The main objection to this approach is that the virtual dimension will perform very poorly. While this may be true for very high volumes, or on poorly tuned or resourced databases, I maintain that with today’s evolving hardware appliances (e.g., Exadata, Exalogic) and the advent of in memory databases, these concerns will soon be a thing of the past.
UPDATE 26-May-2018 – Now 5 years later I have successfully done the above on Oracle. But now we also have Snowflake elastic cloud data warehouse where all the prior constraints are indeed eliminated. With Snowflake you can now easily chose to instantly add compute power if the view is too slow or do the work and processing to materialize the view. (end update)
Worst case, after you have validated the data with your users, you can always turn it into a materialized view or a physical table if you must.
So what do you think? Have you ever tried something like this? Let me know in the comments.
Get virtual, get agile!
The Data Warrior
P.S. I am giving a talk on Agile Data Warehouse Modeling at the East Coast Oracle Conference this week. If you are there, look me up and we can discuss this post in person!
Interesting. I am aware of other work that does not attempt to give each “dimension row version” it’s own skey. How do you create a junk dimension skey or any other skey where several tables need to be joined together and no one table has one row for every projection of the joins?

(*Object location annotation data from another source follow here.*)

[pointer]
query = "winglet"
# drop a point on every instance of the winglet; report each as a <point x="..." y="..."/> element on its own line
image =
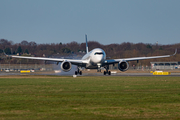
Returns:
<point x="86" y="44"/>
<point x="175" y="52"/>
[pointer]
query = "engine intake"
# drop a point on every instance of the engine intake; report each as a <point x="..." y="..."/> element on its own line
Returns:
<point x="123" y="66"/>
<point x="66" y="66"/>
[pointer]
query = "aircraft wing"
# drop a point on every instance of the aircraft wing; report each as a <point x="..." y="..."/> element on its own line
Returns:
<point x="136" y="58"/>
<point x="73" y="61"/>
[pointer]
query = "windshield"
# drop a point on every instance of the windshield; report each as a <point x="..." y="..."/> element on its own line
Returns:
<point x="98" y="53"/>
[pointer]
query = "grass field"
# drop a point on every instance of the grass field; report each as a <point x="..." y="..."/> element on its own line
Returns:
<point x="52" y="97"/>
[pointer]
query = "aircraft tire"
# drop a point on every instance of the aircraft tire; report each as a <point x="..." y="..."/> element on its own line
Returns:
<point x="109" y="72"/>
<point x="80" y="72"/>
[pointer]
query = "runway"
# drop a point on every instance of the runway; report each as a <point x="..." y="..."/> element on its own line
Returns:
<point x="86" y="74"/>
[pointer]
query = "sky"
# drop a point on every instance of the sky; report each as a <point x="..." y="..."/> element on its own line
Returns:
<point x="104" y="21"/>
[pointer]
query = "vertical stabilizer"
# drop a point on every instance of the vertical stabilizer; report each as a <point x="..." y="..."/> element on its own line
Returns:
<point x="86" y="44"/>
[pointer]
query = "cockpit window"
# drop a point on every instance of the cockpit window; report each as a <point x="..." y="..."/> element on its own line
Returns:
<point x="98" y="53"/>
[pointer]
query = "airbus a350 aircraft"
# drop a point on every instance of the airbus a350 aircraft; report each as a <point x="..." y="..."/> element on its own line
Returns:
<point x="95" y="59"/>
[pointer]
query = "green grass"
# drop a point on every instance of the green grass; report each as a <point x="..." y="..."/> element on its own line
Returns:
<point x="90" y="98"/>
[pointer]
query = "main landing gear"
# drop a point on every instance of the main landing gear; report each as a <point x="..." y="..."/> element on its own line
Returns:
<point x="107" y="71"/>
<point x="78" y="71"/>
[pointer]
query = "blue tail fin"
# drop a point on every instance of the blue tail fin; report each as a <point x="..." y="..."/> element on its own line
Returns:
<point x="86" y="44"/>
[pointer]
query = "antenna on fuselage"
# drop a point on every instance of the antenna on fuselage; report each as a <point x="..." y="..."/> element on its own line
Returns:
<point x="86" y="44"/>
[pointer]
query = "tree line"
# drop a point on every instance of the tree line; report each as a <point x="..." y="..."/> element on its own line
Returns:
<point x="75" y="49"/>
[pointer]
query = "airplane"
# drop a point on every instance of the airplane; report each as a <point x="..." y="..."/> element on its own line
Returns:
<point x="95" y="59"/>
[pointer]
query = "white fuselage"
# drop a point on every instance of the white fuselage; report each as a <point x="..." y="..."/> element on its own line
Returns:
<point x="95" y="57"/>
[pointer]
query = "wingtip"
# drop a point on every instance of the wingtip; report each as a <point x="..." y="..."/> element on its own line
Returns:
<point x="175" y="52"/>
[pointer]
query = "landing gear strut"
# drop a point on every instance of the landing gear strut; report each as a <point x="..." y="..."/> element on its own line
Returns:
<point x="78" y="71"/>
<point x="107" y="72"/>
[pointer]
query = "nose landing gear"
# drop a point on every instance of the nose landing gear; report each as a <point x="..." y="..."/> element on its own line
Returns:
<point x="107" y="72"/>
<point x="78" y="71"/>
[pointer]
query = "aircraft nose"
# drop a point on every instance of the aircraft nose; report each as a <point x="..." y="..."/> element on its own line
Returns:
<point x="98" y="59"/>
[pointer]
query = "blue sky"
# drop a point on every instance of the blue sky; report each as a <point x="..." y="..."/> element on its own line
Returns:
<point x="104" y="21"/>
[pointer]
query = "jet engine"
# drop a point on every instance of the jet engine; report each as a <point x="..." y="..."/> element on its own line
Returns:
<point x="66" y="66"/>
<point x="123" y="66"/>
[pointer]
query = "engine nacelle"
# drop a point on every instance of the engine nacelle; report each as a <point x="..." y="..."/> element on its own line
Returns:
<point x="66" y="66"/>
<point x="123" y="66"/>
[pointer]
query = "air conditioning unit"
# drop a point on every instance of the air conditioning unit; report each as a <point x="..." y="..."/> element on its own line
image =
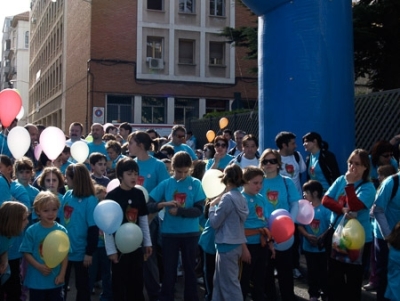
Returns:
<point x="155" y="63"/>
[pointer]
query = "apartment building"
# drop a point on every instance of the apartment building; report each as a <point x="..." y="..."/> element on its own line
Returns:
<point x="15" y="57"/>
<point x="144" y="61"/>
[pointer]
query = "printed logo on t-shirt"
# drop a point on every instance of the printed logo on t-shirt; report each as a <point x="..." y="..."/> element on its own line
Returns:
<point x="67" y="213"/>
<point x="272" y="197"/>
<point x="180" y="197"/>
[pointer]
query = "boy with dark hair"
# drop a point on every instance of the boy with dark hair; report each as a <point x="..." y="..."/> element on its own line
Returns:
<point x="124" y="130"/>
<point x="316" y="257"/>
<point x="127" y="270"/>
<point x="98" y="166"/>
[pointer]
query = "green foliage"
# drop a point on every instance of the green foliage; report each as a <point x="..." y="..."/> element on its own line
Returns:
<point x="377" y="42"/>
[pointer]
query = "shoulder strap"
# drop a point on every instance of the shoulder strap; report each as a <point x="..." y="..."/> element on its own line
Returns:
<point x="297" y="156"/>
<point x="395" y="185"/>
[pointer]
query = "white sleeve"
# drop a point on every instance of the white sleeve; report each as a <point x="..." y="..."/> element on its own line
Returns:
<point x="109" y="243"/>
<point x="144" y="226"/>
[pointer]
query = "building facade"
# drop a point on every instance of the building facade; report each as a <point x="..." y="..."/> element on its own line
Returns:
<point x="144" y="61"/>
<point x="15" y="58"/>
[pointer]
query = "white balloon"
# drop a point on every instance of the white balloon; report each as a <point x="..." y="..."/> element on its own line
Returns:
<point x="21" y="113"/>
<point x="144" y="190"/>
<point x="79" y="151"/>
<point x="18" y="141"/>
<point x="128" y="237"/>
<point x="212" y="184"/>
<point x="52" y="140"/>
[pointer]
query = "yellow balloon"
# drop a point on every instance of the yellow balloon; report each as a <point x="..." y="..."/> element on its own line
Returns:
<point x="353" y="235"/>
<point x="55" y="248"/>
<point x="223" y="122"/>
<point x="212" y="184"/>
<point x="210" y="135"/>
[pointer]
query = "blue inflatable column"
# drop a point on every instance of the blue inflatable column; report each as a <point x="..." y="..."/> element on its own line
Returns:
<point x="306" y="73"/>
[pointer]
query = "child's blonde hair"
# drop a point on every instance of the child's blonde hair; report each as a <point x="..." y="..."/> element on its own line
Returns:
<point x="43" y="199"/>
<point x="12" y="215"/>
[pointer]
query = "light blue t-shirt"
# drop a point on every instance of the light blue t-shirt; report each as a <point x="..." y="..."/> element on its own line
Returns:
<point x="393" y="289"/>
<point x="188" y="192"/>
<point x="153" y="172"/>
<point x="391" y="207"/>
<point x="318" y="225"/>
<point x="223" y="162"/>
<point x="5" y="189"/>
<point x="33" y="243"/>
<point x="280" y="193"/>
<point x="365" y="193"/>
<point x="315" y="171"/>
<point x="77" y="217"/>
<point x="256" y="218"/>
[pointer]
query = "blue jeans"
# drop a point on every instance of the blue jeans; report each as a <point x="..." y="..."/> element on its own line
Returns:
<point x="55" y="294"/>
<point x="101" y="261"/>
<point x="171" y="245"/>
<point x="81" y="280"/>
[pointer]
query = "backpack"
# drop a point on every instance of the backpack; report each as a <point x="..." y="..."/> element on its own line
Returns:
<point x="395" y="185"/>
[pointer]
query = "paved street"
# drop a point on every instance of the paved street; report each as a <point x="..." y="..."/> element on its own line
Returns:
<point x="300" y="289"/>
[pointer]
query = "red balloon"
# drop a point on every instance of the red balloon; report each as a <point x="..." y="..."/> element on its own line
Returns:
<point x="10" y="105"/>
<point x="282" y="228"/>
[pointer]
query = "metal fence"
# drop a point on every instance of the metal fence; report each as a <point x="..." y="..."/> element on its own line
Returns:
<point x="377" y="117"/>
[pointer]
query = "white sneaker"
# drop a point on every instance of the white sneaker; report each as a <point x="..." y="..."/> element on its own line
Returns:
<point x="297" y="274"/>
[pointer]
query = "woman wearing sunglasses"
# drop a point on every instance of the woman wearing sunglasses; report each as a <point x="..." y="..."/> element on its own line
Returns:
<point x="381" y="154"/>
<point x="280" y="193"/>
<point x="221" y="157"/>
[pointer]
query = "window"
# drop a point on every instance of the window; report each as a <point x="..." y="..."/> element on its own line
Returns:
<point x="153" y="109"/>
<point x="217" y="53"/>
<point x="186" y="6"/>
<point x="119" y="108"/>
<point x="186" y="51"/>
<point x="185" y="110"/>
<point x="155" y="4"/>
<point x="216" y="105"/>
<point x="217" y="8"/>
<point x="154" y="47"/>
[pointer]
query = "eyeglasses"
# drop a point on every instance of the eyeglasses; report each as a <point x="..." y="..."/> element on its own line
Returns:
<point x="270" y="161"/>
<point x="220" y="145"/>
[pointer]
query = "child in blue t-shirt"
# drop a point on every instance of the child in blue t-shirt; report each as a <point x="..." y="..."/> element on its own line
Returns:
<point x="13" y="220"/>
<point x="77" y="217"/>
<point x="44" y="283"/>
<point x="257" y="235"/>
<point x="183" y="197"/>
<point x="316" y="257"/>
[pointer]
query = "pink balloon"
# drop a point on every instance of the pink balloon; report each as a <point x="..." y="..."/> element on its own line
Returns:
<point x="306" y="212"/>
<point x="37" y="151"/>
<point x="112" y="185"/>
<point x="282" y="228"/>
<point x="52" y="141"/>
<point x="275" y="214"/>
<point x="10" y="105"/>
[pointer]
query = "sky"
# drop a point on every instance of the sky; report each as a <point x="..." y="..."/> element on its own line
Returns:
<point x="11" y="8"/>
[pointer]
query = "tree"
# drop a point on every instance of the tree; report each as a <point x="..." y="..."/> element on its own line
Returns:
<point x="377" y="42"/>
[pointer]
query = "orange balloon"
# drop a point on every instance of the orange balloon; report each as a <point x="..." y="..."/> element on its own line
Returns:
<point x="223" y="122"/>
<point x="210" y="135"/>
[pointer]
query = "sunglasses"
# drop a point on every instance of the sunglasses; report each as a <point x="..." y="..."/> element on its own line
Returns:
<point x="220" y="144"/>
<point x="270" y="161"/>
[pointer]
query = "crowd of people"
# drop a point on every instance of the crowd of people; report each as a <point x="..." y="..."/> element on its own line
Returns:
<point x="226" y="240"/>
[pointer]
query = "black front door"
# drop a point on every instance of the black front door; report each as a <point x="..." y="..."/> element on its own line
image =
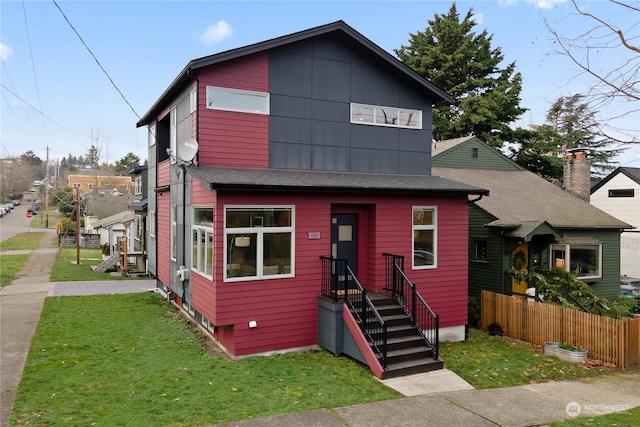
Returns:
<point x="343" y="239"/>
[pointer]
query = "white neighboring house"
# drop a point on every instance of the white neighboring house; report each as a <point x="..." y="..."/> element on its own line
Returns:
<point x="111" y="227"/>
<point x="619" y="195"/>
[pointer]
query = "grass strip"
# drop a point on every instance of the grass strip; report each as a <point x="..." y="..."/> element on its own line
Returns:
<point x="486" y="361"/>
<point x="22" y="241"/>
<point x="10" y="265"/>
<point x="133" y="360"/>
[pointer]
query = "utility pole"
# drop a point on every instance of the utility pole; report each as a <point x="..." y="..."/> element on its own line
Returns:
<point x="77" y="226"/>
<point x="46" y="192"/>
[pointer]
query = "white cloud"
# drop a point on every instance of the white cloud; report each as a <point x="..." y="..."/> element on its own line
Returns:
<point x="546" y="4"/>
<point x="215" y="33"/>
<point x="5" y="51"/>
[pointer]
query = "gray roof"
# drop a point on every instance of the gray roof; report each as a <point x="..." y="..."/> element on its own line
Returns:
<point x="631" y="173"/>
<point x="519" y="196"/>
<point x="299" y="180"/>
<point x="187" y="74"/>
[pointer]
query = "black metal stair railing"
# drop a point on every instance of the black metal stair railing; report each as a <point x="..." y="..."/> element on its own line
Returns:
<point x="426" y="321"/>
<point x="340" y="283"/>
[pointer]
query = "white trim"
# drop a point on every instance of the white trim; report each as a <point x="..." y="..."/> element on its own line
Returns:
<point x="259" y="232"/>
<point x="381" y="115"/>
<point x="240" y="95"/>
<point x="428" y="227"/>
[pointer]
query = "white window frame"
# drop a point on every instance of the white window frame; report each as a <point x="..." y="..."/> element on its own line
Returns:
<point x="174" y="229"/>
<point x="429" y="227"/>
<point x="386" y="116"/>
<point x="566" y="264"/>
<point x="137" y="186"/>
<point x="213" y="102"/>
<point x="204" y="242"/>
<point x="259" y="231"/>
<point x="193" y="101"/>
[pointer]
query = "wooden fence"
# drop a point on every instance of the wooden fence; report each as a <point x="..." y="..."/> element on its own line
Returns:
<point x="610" y="340"/>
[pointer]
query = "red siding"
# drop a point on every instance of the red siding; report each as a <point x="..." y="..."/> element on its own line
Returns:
<point x="229" y="138"/>
<point x="286" y="309"/>
<point x="163" y="216"/>
<point x="203" y="295"/>
<point x="164" y="173"/>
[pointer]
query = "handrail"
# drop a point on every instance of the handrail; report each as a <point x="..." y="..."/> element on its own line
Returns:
<point x="423" y="318"/>
<point x="339" y="282"/>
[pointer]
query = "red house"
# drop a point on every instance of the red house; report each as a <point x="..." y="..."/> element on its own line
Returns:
<point x="310" y="191"/>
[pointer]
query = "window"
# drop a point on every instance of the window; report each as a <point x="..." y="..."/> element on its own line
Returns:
<point x="259" y="242"/>
<point x="243" y="101"/>
<point x="424" y="237"/>
<point x="584" y="260"/>
<point x="386" y="116"/>
<point x="622" y="193"/>
<point x="193" y="101"/>
<point x="174" y="229"/>
<point x="137" y="186"/>
<point x="152" y="223"/>
<point x="202" y="241"/>
<point x="480" y="250"/>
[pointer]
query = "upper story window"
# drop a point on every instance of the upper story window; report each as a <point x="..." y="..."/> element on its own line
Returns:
<point x="244" y="101"/>
<point x="386" y="116"/>
<point x="137" y="186"/>
<point x="425" y="225"/>
<point x="259" y="242"/>
<point x="628" y="192"/>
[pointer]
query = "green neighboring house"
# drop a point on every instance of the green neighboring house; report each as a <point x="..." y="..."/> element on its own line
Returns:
<point x="527" y="221"/>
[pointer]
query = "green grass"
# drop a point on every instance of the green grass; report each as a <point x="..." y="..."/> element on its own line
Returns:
<point x="486" y="361"/>
<point x="10" y="265"/>
<point x="628" y="418"/>
<point x="22" y="241"/>
<point x="66" y="269"/>
<point x="132" y="360"/>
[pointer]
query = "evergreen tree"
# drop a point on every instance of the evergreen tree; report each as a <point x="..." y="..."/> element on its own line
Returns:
<point x="463" y="63"/>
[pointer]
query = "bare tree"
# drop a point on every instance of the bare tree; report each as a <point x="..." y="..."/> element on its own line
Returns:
<point x="616" y="82"/>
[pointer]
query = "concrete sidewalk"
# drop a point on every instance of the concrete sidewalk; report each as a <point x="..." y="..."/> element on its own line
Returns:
<point x="21" y="304"/>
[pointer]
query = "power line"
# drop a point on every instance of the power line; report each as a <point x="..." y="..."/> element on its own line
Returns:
<point x="33" y="65"/>
<point x="96" y="59"/>
<point x="38" y="111"/>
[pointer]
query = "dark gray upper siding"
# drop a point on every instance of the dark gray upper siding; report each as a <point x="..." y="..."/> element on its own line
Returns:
<point x="312" y="83"/>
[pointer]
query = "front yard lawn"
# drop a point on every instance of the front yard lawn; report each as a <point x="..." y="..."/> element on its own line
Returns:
<point x="486" y="361"/>
<point x="133" y="360"/>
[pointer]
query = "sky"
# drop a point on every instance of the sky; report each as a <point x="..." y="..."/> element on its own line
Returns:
<point x="77" y="73"/>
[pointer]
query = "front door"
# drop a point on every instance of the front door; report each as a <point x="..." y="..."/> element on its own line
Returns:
<point x="343" y="239"/>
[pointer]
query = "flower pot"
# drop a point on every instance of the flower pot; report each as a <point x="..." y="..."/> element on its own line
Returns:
<point x="573" y="356"/>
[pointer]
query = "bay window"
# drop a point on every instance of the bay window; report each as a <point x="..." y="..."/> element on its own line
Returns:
<point x="202" y="241"/>
<point x="259" y="242"/>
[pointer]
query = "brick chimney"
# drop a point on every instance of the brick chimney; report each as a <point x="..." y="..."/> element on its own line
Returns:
<point x="577" y="174"/>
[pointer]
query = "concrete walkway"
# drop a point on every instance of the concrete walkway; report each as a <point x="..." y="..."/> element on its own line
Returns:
<point x="437" y="398"/>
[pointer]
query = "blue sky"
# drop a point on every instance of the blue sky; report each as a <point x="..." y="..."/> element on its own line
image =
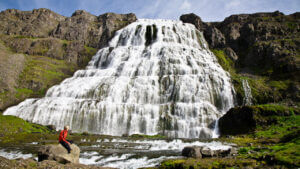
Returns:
<point x="208" y="10"/>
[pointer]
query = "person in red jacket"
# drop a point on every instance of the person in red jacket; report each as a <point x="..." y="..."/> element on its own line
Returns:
<point x="62" y="139"/>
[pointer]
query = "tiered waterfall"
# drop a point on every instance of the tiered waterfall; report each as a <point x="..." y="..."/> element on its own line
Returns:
<point x="155" y="77"/>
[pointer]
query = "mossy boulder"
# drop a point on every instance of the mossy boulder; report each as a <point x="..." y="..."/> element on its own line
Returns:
<point x="245" y="119"/>
<point x="59" y="153"/>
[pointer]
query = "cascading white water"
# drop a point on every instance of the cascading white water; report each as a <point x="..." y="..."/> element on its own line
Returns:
<point x="247" y="91"/>
<point x="156" y="77"/>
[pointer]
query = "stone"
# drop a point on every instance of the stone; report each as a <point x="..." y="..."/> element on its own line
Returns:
<point x="59" y="153"/>
<point x="193" y="151"/>
<point x="207" y="152"/>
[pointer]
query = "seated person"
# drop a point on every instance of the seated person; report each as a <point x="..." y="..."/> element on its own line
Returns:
<point x="62" y="139"/>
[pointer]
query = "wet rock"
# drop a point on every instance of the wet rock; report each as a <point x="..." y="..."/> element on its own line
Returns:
<point x="42" y="32"/>
<point x="51" y="127"/>
<point x="233" y="151"/>
<point x="194" y="152"/>
<point x="207" y="152"/>
<point x="59" y="153"/>
<point x="30" y="163"/>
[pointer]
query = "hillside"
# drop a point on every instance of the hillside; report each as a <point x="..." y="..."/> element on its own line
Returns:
<point x="262" y="48"/>
<point x="40" y="48"/>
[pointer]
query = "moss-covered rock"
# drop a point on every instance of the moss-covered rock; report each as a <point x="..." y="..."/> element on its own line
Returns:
<point x="242" y="120"/>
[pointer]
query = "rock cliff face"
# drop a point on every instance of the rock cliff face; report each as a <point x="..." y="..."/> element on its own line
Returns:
<point x="261" y="46"/>
<point x="39" y="48"/>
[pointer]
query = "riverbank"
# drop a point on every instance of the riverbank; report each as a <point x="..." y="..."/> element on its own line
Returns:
<point x="269" y="145"/>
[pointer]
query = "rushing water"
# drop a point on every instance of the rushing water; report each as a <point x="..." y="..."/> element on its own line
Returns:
<point x="247" y="91"/>
<point x="119" y="152"/>
<point x="155" y="77"/>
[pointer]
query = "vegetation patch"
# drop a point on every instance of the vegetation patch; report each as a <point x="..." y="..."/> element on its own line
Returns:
<point x="14" y="129"/>
<point x="40" y="73"/>
<point x="208" y="163"/>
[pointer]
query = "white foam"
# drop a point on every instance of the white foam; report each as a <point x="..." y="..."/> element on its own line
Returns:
<point x="172" y="86"/>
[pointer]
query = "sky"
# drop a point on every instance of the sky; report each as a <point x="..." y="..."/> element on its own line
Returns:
<point x="208" y="10"/>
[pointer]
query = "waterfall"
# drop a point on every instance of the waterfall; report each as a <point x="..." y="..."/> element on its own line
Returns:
<point x="155" y="77"/>
<point x="247" y="90"/>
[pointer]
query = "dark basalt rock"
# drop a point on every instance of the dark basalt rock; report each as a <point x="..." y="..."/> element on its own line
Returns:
<point x="245" y="119"/>
<point x="204" y="152"/>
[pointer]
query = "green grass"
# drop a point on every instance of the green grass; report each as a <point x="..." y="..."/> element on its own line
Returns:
<point x="207" y="163"/>
<point x="14" y="129"/>
<point x="285" y="125"/>
<point x="226" y="63"/>
<point x="44" y="72"/>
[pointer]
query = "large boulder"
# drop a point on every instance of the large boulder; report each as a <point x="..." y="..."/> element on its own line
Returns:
<point x="194" y="152"/>
<point x="204" y="151"/>
<point x="59" y="153"/>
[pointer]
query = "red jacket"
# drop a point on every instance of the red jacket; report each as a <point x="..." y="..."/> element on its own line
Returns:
<point x="63" y="135"/>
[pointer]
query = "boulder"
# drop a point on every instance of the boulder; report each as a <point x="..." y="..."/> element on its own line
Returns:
<point x="59" y="153"/>
<point x="207" y="152"/>
<point x="194" y="152"/>
<point x="203" y="151"/>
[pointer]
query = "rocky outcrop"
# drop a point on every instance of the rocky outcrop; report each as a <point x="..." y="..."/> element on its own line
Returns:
<point x="260" y="44"/>
<point x="261" y="40"/>
<point x="67" y="44"/>
<point x="245" y="119"/>
<point x="203" y="152"/>
<point x="89" y="29"/>
<point x="59" y="153"/>
<point x="30" y="163"/>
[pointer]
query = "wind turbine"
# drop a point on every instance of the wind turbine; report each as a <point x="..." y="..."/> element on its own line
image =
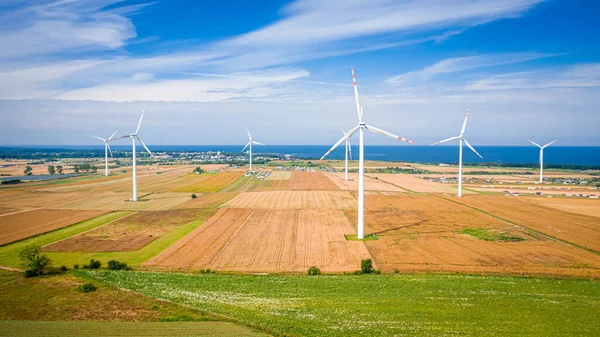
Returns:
<point x="542" y="156"/>
<point x="461" y="139"/>
<point x="361" y="156"/>
<point x="250" y="142"/>
<point x="107" y="149"/>
<point x="348" y="151"/>
<point x="134" y="136"/>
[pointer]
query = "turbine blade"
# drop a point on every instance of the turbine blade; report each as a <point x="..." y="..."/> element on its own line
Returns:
<point x="140" y="122"/>
<point x="446" y="140"/>
<point x="346" y="136"/>
<point x="109" y="149"/>
<point x="534" y="143"/>
<point x="552" y="142"/>
<point x="385" y="133"/>
<point x="470" y="147"/>
<point x="462" y="131"/>
<point x="357" y="98"/>
<point x="145" y="147"/>
<point x="245" y="147"/>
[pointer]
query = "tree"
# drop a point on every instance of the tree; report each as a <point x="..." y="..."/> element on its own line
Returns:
<point x="37" y="263"/>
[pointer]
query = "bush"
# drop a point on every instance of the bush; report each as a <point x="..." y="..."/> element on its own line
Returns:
<point x="366" y="266"/>
<point x="314" y="271"/>
<point x="116" y="265"/>
<point x="37" y="263"/>
<point x="86" y="288"/>
<point x="93" y="265"/>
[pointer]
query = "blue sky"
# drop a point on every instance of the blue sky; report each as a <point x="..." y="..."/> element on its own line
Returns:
<point x="208" y="70"/>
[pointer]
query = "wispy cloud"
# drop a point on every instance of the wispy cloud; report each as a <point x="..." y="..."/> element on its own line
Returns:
<point x="460" y="64"/>
<point x="77" y="35"/>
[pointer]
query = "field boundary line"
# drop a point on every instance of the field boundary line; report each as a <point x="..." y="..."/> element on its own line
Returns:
<point x="229" y="240"/>
<point x="525" y="228"/>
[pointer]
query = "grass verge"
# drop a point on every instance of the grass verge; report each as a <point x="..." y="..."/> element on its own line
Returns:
<point x="367" y="305"/>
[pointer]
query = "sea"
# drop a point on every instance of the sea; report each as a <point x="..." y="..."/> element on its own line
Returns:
<point x="565" y="155"/>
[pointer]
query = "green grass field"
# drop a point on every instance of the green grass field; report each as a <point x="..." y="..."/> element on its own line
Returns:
<point x="343" y="305"/>
<point x="149" y="329"/>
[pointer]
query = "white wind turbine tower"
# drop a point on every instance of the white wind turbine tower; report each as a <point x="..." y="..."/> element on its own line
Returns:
<point x="361" y="156"/>
<point x="348" y="152"/>
<point x="107" y="149"/>
<point x="461" y="139"/>
<point x="542" y="156"/>
<point x="134" y="136"/>
<point x="250" y="142"/>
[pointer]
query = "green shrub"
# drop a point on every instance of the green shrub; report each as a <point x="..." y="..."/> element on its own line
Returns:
<point x="116" y="265"/>
<point x="93" y="265"/>
<point x="314" y="271"/>
<point x="86" y="288"/>
<point x="37" y="263"/>
<point x="366" y="266"/>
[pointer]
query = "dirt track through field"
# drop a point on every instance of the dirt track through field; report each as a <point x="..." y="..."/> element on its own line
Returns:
<point x="22" y="225"/>
<point x="268" y="241"/>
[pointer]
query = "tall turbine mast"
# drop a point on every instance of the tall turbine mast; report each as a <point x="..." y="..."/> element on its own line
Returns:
<point x="462" y="140"/>
<point x="361" y="156"/>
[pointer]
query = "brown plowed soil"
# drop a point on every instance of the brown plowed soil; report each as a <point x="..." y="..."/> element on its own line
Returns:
<point x="126" y="234"/>
<point x="22" y="225"/>
<point x="268" y="241"/>
<point x="299" y="181"/>
<point x="583" y="230"/>
<point x="293" y="200"/>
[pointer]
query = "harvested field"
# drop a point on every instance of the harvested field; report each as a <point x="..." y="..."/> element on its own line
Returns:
<point x="126" y="234"/>
<point x="352" y="183"/>
<point x="416" y="184"/>
<point x="279" y="175"/>
<point x="579" y="205"/>
<point x="207" y="200"/>
<point x="18" y="226"/>
<point x="209" y="182"/>
<point x="120" y="201"/>
<point x="293" y="200"/>
<point x="299" y="181"/>
<point x="453" y="252"/>
<point x="579" y="229"/>
<point x="268" y="241"/>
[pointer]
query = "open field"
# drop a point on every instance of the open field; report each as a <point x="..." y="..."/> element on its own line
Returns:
<point x="299" y="181"/>
<point x="18" y="226"/>
<point x="120" y="201"/>
<point x="126" y="234"/>
<point x="210" y="182"/>
<point x="582" y="230"/>
<point x="70" y="312"/>
<point x="207" y="200"/>
<point x="581" y="206"/>
<point x="268" y="241"/>
<point x="293" y="200"/>
<point x="352" y="183"/>
<point x="279" y="175"/>
<point x="416" y="184"/>
<point x="400" y="305"/>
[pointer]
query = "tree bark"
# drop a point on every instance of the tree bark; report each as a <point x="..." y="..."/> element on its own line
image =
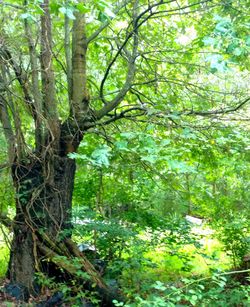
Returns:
<point x="40" y="207"/>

I have honestly never implemented a traditional junk dimension (never had the need).
In the case I am discussing here using Data Vault, since the Satellite tables are all related via a common Hub (based on a business key) and the joins are projected in the historical PIT table, I don’t have that issue. Without some table to project those joins (like the PIT table) I do not know how you could create the junk table with an skey via view. You would have to build it using traditional ETL techniques similar to how I build the PIT table during the data vault load process.
Without adding the skey to the PIT table, I could not build a virtual dimension with an skey either. (The only other option I ever came up with was to generate a virtual PK by applying an MD5 hash function to the Hub skey plus the PIT load date to get a unique key – but then that key would not be a standard integer surrogate).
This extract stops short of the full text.